Rencana Khusus: RI dan 18 Negara Kecam Israel yang Perluas Kendali di Tepi Barat
RI dan 18 Negara Kecam Israel yang Perluas Kendali di Tepi Barat
Menteri Luar Negeri Indonesia serta 18 negara lainnya mengkritik tindakan Israel yang memperluas kekuasaannya di Tepi Barat. Sekumpulan menteri luar negeri dan organisasi Islam internasional menilai langkah tersebut melanggar hukum internasional serta resolusi Dewan Keamanan PBB. Mereka menyoroti bahwa kebijakan Israel menimbulkan perubahan besar-besaran, dengan mengklasifikasikan tanah Palestina sebagai wilayah negara Israel, mempercepat pembangunan pemukiman ilegal, dan memperkuat administrasi pemerintahannya.

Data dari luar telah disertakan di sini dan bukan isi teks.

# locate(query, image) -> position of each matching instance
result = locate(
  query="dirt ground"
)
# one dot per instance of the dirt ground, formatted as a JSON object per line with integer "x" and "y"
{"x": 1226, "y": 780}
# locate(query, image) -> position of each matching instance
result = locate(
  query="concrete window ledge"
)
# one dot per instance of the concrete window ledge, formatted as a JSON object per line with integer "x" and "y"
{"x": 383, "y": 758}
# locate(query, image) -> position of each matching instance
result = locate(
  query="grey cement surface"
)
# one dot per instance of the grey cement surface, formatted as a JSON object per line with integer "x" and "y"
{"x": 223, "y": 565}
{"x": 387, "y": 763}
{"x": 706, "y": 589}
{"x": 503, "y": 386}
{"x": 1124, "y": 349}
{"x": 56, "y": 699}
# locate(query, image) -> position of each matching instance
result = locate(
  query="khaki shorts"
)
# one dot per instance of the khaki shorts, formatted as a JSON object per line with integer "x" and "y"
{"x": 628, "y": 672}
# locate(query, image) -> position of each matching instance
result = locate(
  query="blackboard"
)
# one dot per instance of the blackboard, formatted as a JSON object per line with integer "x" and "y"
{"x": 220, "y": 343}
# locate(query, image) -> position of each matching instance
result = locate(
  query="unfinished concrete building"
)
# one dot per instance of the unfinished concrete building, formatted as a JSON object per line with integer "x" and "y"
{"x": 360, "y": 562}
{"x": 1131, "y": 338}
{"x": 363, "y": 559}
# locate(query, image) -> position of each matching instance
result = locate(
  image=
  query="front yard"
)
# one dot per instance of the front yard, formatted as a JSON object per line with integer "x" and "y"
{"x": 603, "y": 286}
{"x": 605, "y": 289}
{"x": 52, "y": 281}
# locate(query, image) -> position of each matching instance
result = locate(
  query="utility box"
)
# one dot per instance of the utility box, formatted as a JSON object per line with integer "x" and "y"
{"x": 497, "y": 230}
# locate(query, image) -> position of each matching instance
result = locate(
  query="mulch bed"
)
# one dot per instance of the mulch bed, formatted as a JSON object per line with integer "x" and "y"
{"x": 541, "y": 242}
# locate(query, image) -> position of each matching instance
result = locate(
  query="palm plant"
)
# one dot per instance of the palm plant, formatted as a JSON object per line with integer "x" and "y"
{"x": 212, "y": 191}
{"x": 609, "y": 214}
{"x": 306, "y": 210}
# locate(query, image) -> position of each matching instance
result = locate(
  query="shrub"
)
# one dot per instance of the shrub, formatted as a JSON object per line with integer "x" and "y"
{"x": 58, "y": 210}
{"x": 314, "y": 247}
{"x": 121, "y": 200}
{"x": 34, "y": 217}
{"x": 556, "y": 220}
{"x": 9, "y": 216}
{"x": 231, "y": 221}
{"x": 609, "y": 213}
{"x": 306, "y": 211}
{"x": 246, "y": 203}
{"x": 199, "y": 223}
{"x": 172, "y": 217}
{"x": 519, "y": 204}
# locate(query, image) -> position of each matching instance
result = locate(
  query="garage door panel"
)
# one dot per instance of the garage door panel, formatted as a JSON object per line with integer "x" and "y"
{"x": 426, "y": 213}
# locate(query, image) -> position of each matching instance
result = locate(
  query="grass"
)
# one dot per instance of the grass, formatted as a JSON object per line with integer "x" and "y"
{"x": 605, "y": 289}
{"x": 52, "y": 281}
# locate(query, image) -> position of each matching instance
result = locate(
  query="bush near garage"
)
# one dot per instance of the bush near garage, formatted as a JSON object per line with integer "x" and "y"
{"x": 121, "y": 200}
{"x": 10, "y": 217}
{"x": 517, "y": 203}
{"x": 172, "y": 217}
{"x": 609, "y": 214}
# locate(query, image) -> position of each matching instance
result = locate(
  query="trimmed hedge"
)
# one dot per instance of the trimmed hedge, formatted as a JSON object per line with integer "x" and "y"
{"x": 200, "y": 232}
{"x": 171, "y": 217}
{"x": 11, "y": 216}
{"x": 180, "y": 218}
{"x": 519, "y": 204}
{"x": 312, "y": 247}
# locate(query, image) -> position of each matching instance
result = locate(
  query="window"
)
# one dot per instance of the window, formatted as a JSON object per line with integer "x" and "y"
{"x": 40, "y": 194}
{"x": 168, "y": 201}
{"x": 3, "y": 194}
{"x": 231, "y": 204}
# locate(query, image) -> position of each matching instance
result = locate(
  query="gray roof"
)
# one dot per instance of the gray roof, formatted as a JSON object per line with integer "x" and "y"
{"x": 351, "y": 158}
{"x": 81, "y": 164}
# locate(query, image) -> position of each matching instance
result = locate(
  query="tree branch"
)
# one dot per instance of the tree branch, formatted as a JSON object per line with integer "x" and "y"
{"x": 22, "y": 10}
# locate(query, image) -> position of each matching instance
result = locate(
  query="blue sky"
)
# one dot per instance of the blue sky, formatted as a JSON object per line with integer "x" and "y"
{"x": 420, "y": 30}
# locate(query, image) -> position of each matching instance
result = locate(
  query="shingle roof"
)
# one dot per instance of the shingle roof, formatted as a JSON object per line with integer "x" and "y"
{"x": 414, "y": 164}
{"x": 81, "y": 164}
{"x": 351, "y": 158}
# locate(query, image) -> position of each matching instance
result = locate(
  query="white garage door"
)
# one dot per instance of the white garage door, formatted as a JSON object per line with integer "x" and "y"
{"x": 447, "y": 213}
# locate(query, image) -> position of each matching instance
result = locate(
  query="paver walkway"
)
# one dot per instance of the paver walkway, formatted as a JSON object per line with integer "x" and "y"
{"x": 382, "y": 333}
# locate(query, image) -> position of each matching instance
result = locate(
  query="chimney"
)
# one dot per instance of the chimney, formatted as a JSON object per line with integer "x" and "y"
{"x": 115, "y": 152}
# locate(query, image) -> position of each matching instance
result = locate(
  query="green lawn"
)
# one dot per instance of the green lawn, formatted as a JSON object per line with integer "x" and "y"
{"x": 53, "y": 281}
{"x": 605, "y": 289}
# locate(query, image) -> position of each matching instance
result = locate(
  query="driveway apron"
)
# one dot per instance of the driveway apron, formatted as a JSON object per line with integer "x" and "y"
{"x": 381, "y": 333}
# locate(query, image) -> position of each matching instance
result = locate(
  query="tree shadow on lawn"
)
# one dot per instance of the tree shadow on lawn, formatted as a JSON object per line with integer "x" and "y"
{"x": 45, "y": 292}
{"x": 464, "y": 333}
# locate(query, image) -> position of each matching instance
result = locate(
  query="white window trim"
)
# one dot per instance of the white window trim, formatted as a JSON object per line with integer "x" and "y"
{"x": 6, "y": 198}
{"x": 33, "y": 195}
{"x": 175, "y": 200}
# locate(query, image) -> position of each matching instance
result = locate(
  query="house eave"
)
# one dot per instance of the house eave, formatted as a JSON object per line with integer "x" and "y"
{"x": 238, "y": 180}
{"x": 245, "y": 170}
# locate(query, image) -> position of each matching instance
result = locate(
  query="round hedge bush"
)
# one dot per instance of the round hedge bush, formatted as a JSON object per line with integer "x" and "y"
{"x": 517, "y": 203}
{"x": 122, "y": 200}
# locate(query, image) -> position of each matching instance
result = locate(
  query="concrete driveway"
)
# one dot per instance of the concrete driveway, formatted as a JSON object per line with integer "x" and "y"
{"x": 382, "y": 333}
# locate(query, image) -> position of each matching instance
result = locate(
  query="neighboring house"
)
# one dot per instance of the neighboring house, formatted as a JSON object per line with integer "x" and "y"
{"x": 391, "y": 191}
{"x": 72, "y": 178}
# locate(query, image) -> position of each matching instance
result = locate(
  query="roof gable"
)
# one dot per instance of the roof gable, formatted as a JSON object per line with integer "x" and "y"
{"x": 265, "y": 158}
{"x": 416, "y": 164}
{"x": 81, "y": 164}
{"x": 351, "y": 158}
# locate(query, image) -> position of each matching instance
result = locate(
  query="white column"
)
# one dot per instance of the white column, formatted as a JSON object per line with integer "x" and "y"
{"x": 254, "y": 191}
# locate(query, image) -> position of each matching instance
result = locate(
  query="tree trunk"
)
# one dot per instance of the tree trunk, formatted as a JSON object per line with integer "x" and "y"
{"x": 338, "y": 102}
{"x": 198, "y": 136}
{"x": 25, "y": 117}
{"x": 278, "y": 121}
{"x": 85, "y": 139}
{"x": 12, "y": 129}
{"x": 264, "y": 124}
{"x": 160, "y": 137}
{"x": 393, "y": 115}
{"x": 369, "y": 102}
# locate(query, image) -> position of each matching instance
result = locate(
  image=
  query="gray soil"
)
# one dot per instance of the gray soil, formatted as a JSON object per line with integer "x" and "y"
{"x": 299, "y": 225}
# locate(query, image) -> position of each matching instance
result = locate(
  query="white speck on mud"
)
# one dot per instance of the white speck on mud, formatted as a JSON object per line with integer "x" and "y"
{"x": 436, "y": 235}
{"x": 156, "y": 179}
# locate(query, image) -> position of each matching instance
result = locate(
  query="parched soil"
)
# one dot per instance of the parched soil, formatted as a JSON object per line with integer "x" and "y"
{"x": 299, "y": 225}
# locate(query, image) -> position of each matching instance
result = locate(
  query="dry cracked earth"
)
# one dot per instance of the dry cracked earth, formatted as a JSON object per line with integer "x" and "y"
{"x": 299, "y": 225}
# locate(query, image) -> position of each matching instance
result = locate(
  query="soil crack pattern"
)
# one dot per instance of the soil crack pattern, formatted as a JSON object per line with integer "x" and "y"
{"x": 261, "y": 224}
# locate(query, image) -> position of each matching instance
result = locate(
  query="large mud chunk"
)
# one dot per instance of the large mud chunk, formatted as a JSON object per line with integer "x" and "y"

“Kami mengecam serangkaian keputusan Israel yang baru saja diumumkan, yang dianggap sebagai pelanggaran terhadap hukum internasional dan Resolusi Dewan Keamanan PBB sebelumnya,” tulis 19 menteri luar negeri, Sekretaris Jenderal Liga Arab, serta organisasi kerja sama Islam dalam pernyataan bersama. Pernyataan tersebut dikutip dari akun X resmi Kementerian Luar Negeri Indonesia, Selasa (24/2/2026).
Dalam pernyataan tersebut, para menteri menyoroti bahwa tindakan Israel mempercepat kebijakan permukiman yang tidak dapat dibantah, termasuk persetujuan proyek E1 dan pengumuman tender terkait. Mereka menyatakan bahwa langkah ini merupakan serangan langsung terhadap kelangsungan hidup Negara Palestina serta implementasi Solusi Dua Negara.
Kehadiran 19 menteri luar negeri, serta Sekretaris Jenderal Liga Arab dan Organisasi Kerja Sama Islam, mempertegas penolakan terhadap keputusan Israel yang berdampak pada status wilayah Palestina. Mereka menilai tindakan itu mengubah komposisi demografis dan karakter wilayah yang diduduki sejak 1967, termasuk Yerusalem Timur. “Kami menentang segala bentuk aneksasi,” tambah para menteri dalam pernyataan yang sama.
Dalam konteks ini, para menteri menginginkan Israel segera membatalkan kebijakan yang merusak upaya perdamaian dan stabilitas wilayah. Mereka juga menekankan pentingnya mempertahankan status quo historis dan legal di Yerusalem, serta melindungi situs-situs suci selama bulan suci Ramadan. “Kami menegaskan kembali komitmen untuk mengambil langkah konkret sesuai hukum internasional untuk menghentikan perluasan pemukiman ilegal dan ancaman pengusiran paksa,” kata mereka.
Kecaman Terhadap Ucapan Dubes AS tentang Wilayah Timteng
Lebih lanjut, para menteri menyerukan Israel agar menghormati wilayah yang dianggap sebagai situs suci di Yerusalem. Mereka juga mengecam ucapan Dubes AS yang menyatakan Israel berhak atas sebagian besar wilayah Timteng. “Kami menolak tindakan yang bertujuan mengubah status hukum dan administratif wilayah Palestina,” tulis para menteri dalam pernyataan mereka.